To conclude my speech, I reiterate my will for concertation, which remains full and complete, in relation to the establishment of these royal decrees.
Muriel Gerkens Ecolo ⚙
I will not ask Minister Ducarme for additional information, but I would have wanted to obtain a response from Ms. De Block, Minister of Health, regarding the report of the doctor-consultant of the Caisse auxiliaire d’assurance maladie-invalidité, which considers that circumcision for non-medical reasons is abuse. In my speech, I made a link with his remarks at a committee meeting. Indeed, according to her, it is interesting that the INAMI reimburses these acts for reasons of security guarantee, non-infection, etc. This principle must therefore apply to any resident on Belgian soil. I would have liked to receive his appreciation on this subject.
Ministre Maggie De Block ⚙
Mrs Gerkens, as I have had the opportunity to say repeatedly, the INAMI does not distinguish between circumcision for medical and non-medical reasons.
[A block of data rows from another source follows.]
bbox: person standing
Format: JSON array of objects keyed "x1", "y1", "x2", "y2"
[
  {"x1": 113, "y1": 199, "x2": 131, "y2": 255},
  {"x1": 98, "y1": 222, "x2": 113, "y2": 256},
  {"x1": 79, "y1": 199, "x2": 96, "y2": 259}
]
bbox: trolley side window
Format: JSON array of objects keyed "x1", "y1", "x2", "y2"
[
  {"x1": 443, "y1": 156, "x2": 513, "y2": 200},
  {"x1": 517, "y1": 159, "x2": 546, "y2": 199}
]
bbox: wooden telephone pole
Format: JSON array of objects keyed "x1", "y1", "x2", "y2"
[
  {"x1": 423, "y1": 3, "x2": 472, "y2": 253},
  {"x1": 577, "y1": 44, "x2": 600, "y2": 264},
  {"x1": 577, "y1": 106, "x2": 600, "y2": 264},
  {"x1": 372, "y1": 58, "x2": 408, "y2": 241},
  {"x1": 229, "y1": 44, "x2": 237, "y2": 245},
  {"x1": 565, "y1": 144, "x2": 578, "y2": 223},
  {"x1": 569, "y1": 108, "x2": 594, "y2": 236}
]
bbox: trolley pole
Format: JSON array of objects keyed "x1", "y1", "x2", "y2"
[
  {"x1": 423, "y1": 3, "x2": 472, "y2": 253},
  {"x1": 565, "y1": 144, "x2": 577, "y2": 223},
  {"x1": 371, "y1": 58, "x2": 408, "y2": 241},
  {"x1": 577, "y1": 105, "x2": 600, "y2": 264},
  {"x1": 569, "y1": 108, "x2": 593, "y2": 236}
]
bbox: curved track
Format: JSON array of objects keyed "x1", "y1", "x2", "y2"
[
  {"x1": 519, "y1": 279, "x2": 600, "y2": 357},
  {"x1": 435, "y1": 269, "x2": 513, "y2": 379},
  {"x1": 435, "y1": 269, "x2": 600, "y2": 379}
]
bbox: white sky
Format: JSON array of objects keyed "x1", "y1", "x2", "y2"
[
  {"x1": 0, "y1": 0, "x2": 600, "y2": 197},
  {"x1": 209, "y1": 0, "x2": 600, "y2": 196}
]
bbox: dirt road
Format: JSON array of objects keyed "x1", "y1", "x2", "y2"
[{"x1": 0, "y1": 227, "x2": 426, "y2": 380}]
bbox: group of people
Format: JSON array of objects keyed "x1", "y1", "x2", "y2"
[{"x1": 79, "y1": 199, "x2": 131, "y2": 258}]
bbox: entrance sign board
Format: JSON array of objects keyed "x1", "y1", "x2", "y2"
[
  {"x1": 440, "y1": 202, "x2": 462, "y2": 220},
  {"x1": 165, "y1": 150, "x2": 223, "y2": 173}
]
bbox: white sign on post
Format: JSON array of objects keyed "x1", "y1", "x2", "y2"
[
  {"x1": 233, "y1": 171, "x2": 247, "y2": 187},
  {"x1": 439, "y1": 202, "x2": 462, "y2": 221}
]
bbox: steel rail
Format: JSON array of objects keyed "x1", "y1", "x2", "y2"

These acts are taken under the same nomenclature. No initiative is planned to change this rule. We need to know how to proceed. This measure applies to very young boys. What is the risk if this operation is no longer refunded? It would be to create a new chain of circumcision in the kitchens and bathrooms, with all the possible complications, injuries, urinary problems, etc.
Madame Fonck, it is more expensive. We are agreed. This could be more expensive but also really ruin the future of many little boys. On this side, like on all sides, I like them to be healthy. I want to avoid not only spending on social security but also all the misery that can go hand in hand. However, it is known that injuries in these areas can be very serious for boys and then for men.
President Siegfried Bracke ⚙
This does not happen every day, but I think that exceptionally, the whole Parliament follows you on the last sentence. The last word goes to Parliament.
Muriel Gerkens Ecolo ⚙
We are all concerned that everything is going well.
I fully agree with your analysis and position. I had to repeat this in the committee where you had brought this answer. This means that these services cannot be considered to be abuses by the nature of the service. Therefore, this is not yet a case-law but it will in any case appear in the reports of the Chamber to the attention of the CAAMI counseling doctor.